As he imagined a football jumbotron the tendrils of electricity wrapped around him, and he flashed forward through a rainbow tunnel.

Seconds later he was looking out at a half-empty football stadium. People were just gathering for a game. Settling into their chairs, buying last minute overpriced food. Talking to each other while they could before the game started. He floated to the window and dragged his palms down it.

"Hello!" Daemon called out.

A hard knot formed in his throat. He tried to swallow against it.

A couple dozen people looked up at the screen and started pointing at it, jabbing their friends in the arms so they'd look too.
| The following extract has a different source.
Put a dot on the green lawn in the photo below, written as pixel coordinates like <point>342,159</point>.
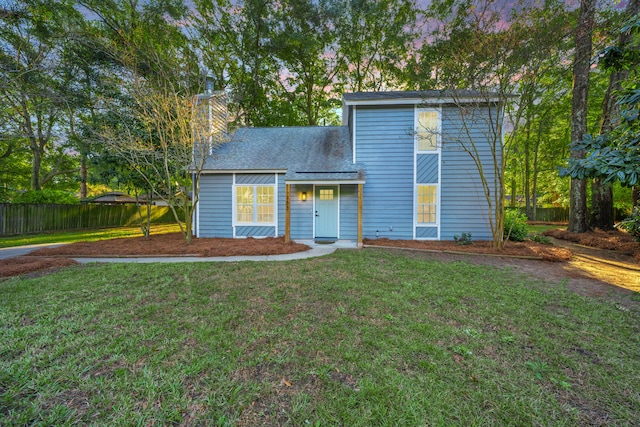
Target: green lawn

"Hey everyone! Can you see me? Hear me?" He shouted.

There was a massive uproar of response from the crowd.

People screamed with pre-game joy and waved at him.

I--I-- People can see me! They can hear me! Oh, joy! How wonderful! This is-- I don't even know how to react!

He was frozen with anxiety and shock, and disbelief. His arms nor legs would move.

The people were making noises of confusion. Wondering why he wasn't saying anything else. Why he was just standing there staring at everyone. The sunlight was making his eyes burn and his temples pulse.

He pushed himself back from the screen and drifted into the clouds behind him. His mouth hung open, and his hands came up in front of him as he tried to process the situation. After all this time... Finally, I'm free! Sort of! People see me! Oh! I never want to be invisible ever again! I've got to do something before whatever this is goes away. People must have a way to remember me, that way if I disappear again they'll still talk of me and know me! Oh world, you have cruelly cast me down, and now I shall cast you down! I'll take you for my own! Once I own you everyone will know exactly who I am. This will require careful planning of course, very careful planning. For now world, there is nothing to be concerned about, but when the time comes you'll all know me, and you'll never forget me. Not this time.